「洗礼」とは水による再生の秘跡であり、キリスト教徒になるための儀式でもあります。頭部や体を水に浸し罪を洗い清めることで、新しい命を与えられたあかしとなるのです。
かつてキリスト教では全身を水に沈める「浸礼」が主流でしたが、現在では少なくなりました。
乳幼児へは「幼児洗礼」を行いますが、キリスト教全宗派で行われているわけではありません。カトリックでは3世紀以降から行われており、その子供が成長してキリストとの一体を望めば再度洗礼を行います。
キリスト教の信仰を表明する儀式の「洗礼」。洗礼を受けたい場合やその種類など、詳しく解説します。

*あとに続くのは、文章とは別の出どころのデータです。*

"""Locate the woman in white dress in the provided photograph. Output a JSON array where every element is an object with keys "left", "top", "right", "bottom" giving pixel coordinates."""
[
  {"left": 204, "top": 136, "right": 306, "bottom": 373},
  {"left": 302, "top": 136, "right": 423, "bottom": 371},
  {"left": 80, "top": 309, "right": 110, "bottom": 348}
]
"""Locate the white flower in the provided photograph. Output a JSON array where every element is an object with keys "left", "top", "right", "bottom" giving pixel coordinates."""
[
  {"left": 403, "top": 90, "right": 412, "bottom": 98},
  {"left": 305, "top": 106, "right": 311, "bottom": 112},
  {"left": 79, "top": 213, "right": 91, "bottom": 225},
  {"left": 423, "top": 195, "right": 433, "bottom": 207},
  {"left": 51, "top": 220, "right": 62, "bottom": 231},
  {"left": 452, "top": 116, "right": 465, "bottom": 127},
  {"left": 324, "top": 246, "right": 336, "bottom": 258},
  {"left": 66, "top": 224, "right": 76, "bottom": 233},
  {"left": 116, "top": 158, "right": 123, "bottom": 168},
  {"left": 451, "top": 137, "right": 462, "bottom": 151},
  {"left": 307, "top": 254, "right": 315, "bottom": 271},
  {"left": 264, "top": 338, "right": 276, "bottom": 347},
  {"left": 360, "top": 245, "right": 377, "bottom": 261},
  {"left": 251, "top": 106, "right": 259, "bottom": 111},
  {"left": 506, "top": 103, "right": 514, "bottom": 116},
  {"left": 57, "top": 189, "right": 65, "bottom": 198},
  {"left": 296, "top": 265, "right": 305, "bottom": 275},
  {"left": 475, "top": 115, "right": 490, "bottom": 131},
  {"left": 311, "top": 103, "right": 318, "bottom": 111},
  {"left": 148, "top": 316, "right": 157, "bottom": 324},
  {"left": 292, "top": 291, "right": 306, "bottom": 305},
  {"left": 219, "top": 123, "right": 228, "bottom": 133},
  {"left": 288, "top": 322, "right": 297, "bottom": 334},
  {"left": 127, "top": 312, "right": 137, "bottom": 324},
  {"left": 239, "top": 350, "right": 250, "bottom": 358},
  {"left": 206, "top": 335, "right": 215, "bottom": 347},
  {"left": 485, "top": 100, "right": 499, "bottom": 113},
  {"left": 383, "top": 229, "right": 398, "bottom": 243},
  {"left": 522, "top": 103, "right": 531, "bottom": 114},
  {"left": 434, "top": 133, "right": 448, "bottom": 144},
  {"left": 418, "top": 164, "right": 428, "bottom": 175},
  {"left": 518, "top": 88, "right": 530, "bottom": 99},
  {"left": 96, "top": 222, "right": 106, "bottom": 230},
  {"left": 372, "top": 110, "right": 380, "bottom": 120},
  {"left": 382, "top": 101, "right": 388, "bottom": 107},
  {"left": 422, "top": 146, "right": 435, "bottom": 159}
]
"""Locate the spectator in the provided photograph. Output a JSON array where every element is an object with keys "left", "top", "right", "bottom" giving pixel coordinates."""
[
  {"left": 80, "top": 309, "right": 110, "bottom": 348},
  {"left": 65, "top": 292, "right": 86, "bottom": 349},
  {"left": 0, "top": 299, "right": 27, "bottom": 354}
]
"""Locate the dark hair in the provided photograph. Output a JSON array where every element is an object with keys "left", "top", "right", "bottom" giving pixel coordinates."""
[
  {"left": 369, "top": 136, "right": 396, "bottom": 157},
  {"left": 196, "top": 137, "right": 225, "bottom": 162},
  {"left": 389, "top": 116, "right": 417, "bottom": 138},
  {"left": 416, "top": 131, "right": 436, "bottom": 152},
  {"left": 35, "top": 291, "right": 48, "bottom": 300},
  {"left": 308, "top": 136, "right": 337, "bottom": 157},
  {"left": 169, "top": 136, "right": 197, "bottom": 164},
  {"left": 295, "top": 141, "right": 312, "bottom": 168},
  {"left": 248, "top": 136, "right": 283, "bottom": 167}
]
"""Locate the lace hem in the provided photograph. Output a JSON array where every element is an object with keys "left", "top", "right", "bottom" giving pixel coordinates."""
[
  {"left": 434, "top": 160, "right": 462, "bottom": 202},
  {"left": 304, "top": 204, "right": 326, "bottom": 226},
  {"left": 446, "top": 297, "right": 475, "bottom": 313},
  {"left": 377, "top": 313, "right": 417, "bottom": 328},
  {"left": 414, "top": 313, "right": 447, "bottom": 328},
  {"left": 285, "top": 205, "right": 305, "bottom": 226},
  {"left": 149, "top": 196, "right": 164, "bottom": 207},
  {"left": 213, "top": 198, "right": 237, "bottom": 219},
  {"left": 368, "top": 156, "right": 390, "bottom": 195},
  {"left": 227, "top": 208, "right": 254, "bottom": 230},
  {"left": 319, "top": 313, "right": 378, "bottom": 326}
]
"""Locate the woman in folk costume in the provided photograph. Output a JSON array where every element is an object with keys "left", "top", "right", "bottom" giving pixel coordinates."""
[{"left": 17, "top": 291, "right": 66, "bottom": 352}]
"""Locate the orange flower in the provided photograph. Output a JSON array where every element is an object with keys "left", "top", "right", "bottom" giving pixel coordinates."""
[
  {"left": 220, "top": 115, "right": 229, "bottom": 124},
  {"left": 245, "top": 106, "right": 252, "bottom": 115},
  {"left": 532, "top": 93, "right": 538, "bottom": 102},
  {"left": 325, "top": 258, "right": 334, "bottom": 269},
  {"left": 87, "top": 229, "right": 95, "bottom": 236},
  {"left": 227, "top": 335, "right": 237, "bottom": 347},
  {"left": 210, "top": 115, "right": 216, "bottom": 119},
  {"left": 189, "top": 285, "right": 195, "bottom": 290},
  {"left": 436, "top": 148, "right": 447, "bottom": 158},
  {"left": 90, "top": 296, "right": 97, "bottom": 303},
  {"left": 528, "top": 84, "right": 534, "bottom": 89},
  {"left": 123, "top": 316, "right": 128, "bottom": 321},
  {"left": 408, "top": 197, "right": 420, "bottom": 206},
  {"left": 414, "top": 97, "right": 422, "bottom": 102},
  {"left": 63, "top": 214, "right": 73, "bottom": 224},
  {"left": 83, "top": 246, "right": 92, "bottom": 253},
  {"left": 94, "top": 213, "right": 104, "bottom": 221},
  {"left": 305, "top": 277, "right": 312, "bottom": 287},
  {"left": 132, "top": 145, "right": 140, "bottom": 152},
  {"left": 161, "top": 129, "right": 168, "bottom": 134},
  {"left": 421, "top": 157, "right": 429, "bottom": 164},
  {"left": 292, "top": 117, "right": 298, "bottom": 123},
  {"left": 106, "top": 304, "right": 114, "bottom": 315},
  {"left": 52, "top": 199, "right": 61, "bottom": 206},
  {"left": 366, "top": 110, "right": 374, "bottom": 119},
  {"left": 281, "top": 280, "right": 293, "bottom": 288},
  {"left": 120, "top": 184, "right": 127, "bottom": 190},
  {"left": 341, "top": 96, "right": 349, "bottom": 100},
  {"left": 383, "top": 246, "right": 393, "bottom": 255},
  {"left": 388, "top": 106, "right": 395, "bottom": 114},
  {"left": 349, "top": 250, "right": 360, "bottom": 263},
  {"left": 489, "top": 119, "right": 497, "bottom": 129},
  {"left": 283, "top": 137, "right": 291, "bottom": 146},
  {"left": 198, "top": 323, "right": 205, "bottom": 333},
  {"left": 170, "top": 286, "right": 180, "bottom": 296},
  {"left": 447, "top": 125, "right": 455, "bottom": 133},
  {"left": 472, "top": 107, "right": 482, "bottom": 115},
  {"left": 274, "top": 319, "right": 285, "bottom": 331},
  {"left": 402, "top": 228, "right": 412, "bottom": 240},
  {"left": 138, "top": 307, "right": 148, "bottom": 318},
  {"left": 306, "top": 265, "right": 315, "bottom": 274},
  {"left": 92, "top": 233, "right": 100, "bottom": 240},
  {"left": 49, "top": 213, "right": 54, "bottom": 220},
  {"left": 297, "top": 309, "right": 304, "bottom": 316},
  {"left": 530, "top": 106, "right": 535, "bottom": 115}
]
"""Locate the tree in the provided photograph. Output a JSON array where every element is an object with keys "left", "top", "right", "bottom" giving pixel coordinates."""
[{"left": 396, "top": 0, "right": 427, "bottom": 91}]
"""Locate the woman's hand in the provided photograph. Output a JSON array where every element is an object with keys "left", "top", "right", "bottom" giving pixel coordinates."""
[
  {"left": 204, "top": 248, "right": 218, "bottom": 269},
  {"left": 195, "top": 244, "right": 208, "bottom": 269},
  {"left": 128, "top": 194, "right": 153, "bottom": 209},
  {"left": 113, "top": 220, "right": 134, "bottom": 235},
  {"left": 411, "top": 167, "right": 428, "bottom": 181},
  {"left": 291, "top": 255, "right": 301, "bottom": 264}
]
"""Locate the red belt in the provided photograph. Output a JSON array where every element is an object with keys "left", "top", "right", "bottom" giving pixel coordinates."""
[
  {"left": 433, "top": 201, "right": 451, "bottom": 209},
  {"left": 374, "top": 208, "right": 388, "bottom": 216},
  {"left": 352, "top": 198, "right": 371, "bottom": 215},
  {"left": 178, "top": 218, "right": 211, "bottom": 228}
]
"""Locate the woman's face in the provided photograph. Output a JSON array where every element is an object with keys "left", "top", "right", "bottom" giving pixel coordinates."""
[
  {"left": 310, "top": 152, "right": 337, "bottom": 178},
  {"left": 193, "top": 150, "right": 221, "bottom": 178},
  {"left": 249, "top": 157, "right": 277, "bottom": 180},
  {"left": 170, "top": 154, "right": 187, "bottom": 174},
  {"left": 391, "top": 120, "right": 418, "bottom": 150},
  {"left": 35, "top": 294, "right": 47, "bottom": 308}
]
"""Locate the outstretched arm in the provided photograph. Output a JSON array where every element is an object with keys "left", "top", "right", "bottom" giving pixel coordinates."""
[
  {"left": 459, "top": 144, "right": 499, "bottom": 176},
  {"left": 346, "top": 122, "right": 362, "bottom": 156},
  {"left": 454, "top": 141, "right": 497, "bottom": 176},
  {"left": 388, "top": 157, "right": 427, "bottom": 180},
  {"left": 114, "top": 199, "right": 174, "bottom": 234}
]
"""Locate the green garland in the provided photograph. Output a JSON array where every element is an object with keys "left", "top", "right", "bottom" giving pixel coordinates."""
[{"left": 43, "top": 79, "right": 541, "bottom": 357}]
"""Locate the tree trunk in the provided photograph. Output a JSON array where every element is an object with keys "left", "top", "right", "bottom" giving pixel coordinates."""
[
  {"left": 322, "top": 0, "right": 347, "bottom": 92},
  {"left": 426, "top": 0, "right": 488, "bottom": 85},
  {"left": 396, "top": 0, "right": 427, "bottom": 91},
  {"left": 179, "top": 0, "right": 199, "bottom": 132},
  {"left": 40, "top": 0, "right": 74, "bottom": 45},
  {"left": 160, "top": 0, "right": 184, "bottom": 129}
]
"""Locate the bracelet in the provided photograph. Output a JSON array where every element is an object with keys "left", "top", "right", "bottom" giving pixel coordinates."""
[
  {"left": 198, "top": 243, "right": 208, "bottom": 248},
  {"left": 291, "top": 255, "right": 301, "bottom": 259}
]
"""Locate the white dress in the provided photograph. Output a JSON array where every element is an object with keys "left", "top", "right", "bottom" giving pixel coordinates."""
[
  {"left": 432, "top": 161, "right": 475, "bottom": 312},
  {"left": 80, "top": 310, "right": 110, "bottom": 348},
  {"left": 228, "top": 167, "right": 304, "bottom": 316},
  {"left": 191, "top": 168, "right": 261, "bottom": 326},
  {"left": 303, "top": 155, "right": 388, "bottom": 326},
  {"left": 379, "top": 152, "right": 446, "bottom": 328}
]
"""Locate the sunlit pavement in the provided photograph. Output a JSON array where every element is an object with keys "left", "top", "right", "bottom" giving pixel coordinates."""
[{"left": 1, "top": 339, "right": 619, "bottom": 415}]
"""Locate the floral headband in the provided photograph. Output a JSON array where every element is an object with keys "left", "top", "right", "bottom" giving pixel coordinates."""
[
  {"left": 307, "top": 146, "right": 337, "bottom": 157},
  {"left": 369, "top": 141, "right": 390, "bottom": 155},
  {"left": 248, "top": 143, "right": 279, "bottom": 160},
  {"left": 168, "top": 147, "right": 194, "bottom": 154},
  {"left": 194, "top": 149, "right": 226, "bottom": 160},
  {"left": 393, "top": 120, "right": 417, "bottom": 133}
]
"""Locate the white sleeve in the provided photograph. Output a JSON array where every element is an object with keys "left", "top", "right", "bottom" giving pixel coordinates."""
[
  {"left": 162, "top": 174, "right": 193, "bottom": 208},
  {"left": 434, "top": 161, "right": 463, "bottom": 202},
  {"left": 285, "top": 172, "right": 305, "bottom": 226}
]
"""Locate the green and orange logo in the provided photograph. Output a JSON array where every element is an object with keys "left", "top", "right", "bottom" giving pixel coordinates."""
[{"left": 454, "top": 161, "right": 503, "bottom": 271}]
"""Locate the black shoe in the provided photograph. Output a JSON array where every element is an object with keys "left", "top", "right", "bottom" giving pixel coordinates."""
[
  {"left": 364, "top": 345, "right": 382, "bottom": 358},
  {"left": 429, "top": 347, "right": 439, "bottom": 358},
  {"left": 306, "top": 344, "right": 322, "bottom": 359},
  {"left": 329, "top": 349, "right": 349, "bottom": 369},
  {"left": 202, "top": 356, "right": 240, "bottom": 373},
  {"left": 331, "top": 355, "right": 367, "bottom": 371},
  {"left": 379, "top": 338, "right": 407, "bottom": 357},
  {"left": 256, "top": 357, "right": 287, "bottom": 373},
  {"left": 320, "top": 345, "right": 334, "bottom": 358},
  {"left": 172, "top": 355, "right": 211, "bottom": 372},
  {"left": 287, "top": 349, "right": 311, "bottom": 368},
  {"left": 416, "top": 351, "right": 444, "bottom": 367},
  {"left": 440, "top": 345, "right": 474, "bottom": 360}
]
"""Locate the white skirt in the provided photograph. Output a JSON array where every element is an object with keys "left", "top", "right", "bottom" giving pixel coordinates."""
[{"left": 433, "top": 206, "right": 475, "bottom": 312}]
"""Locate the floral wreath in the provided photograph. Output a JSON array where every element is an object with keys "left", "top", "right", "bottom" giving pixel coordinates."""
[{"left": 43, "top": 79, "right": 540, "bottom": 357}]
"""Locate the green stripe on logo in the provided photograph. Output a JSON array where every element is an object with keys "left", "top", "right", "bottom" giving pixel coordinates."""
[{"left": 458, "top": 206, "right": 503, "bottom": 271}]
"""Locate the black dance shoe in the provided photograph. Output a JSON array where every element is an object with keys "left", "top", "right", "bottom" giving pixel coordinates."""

「洗礼」のもともとの意味はキリスト教徒への入信の儀式
旧約聖書のレビ記にてイスラエルの民が水で罪を洗い清めた話があり、そこから水は「罪の清め・赦し」の象徴となりました。
人は聖書を信じイエス・キリストを通して罪を赦され救われます。最後の審判の時にイエスと共に復活して新しい国で幸せに暮らすためには、洗礼を受けなくてはなりません。
簡単に言うと、洗礼はキリスト教徒になるための入信の儀式と言えます。
カトリックとプロテスタントでは洗礼の捉え方が異なる
カトリックでは洗礼によって得られるキリストの救いを奇跡と捉えており、原罪と自罪、両方の罪の赦しを得られる儀式とされています。
一方プロテスタントでは、キリストによって救われる証と捉えているため、クリスチャンとして生まれ変わることを意味します。
カトリックとプロテスタントに共通しているのは、洗礼はイエス・キリストを追随することの宣言です。
洗礼を受けるためにはどうしたらよいのか
キリスト教の洗礼を受けるには、どの宗派・どの教会に属するのか、近所にある教会などを探す必要があります。
教会が決まったら志願者はその宗派と教会についてや聖書の教え、祈りを学ぶ準備講座などを受講ます。実際には下記の流れです。
- 求道期前
- 求道期
- 洗礼準備期間
- 入信の秘跡・洗礼式
洗礼を受ける理由、洗礼を受けないとクリスチャンではない?
この問題は昔から世界中で議論され続けており、今もなお明確な答えは出されていません。同じ宗派であっても個々の教会、個人によって考え方が異なるからです。
神は慈悲深いので洗礼を受けなくても信仰心があればいいとの考え方もあれば、聖書には洗礼の必要性が記述されているので必要だという人も多くいます。
例えば、マタイによる福音書28章の中で復活したイエスが弟子たちに「父と子と聖霊の名によって彼らにバプテスマ(洗礼)を授けなさい」と語った記述です。イエスの追随者(クリスチャン)になるには洗礼は必ず必要であると綴られています。
さらにイエス昇天後、ローマカトリック初代教皇と謂われる使徒ペトロの伝道に感動した3,000人もの人々が洗礼を受けたと聖書に記されています。
洗礼を受けずともクリスチャンであると自負する人々もいますが、洗礼を受けていないことで聖体拝領を受けることができません。
中には、最期にまとめて罪を洗い清めて天国にいきたいと願い、洗礼を晩年まで行わなかった人もいます。
洗礼を受けることによるメリット|4つの恩恵
洗礼を受けるとどうなるのでしょうか。洗礼を受けると、4つの恩恵(カトリック)があります。
- 原罪と個人の罪、両方が赦される。
- 水と聖霊によって新しい人生を授けられる。
- 神の民である教会のメンバーになれる。
- 成聖の恩恵によって神が魂の中に宿り、生命を一致させることによって人の魂が霊的に生まれ変わり、神の国に入る資格が得られる。